INSIDE BINGHAMTON UNIVERSITY
Young economist attends conference
A month ago, Nadine McCloud was in Germany, rubbing shoulders with Nobel laureates at the second Lindau Meeting in Economic Sciences.
“It was a very interesting and inspiring experience,” she said. “It was good to meet people who were so accomplished and so humble.”
McCloud was one of 50 economics students from U.S. universities chosen to attend the conference, which is held every other year.
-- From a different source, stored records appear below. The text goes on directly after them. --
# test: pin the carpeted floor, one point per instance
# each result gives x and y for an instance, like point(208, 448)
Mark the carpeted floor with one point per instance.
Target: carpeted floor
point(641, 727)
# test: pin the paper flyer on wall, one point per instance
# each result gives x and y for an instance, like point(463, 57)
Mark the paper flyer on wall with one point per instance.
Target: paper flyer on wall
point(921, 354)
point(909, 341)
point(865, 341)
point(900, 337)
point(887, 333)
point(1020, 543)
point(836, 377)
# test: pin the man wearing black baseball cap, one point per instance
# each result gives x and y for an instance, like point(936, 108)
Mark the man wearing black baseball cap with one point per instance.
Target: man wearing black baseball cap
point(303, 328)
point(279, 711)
About 300 young economists from 40 countries participated.
McCloud, 30, grew up in Jamaica and is particularly interested in development economics.
“She’s one of our best students,” Professor Christopher Hanes said. “She’s always making connections between the theory she’s learning in class and real-world problems.”
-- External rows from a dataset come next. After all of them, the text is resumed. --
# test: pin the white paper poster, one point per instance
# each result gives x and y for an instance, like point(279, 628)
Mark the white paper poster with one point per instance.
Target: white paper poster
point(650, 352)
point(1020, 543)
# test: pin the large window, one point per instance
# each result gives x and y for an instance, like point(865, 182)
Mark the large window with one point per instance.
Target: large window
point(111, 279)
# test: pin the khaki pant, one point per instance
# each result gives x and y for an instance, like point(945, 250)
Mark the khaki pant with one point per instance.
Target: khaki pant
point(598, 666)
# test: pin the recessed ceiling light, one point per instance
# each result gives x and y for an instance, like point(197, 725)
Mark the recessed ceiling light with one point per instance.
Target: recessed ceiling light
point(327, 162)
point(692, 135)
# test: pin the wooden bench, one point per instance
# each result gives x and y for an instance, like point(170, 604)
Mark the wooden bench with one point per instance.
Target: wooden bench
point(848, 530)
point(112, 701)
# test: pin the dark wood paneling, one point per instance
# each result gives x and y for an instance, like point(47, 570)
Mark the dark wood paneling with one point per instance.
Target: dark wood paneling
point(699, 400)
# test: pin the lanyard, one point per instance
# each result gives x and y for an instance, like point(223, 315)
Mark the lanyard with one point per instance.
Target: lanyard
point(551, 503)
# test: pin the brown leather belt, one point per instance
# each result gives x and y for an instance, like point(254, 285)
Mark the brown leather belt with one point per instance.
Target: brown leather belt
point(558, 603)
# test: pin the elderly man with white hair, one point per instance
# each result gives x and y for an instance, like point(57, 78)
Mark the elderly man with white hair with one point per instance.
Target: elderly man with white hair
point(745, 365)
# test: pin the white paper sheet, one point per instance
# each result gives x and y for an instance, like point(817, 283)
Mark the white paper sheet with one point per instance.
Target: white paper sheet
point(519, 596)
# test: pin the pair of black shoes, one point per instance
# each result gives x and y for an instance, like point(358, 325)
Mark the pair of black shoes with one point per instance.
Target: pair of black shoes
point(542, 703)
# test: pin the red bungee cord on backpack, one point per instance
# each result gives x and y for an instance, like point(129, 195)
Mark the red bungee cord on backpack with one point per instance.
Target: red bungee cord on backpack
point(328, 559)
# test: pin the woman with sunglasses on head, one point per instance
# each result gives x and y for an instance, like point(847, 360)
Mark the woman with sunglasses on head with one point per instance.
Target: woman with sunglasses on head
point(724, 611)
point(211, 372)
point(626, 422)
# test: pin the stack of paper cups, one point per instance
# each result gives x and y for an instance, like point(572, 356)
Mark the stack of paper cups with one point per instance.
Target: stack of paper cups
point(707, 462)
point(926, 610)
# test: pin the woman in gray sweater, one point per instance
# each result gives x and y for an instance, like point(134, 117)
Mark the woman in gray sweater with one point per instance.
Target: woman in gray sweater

McCloud, who holds bachelor’s and master’s degrees in mathematics from the University of the West Indies in Kingston, Jamaica, came to Binghamton in 2003. She said she has never felt so academically challenged, in part because she didn’t have much of a background in economics when she started.
“I don’t believe in academic failure,” said McCloud, who routinely starts her day at 5 a.m. “That’s where the motivation for all the work comes from.”
When she’s in Binghamton, McCloud said, she’s all business, focused exclusively on her studies and the classes she teaches. She finds the cold weather conducive to studying and working. That leaves her free to spend vacations back home in Jamaica, where her new husband lives.
McCloud expects to receive her doctorate in 2008 and hopes to teach at an American university after that. She said studying economics has broadened her horizons.
“Now I enjoy reading so much,” she said. “Before, if it didn’t have a formula, it didn’t interest me. I was very one- dimensional and I didn’t like that.”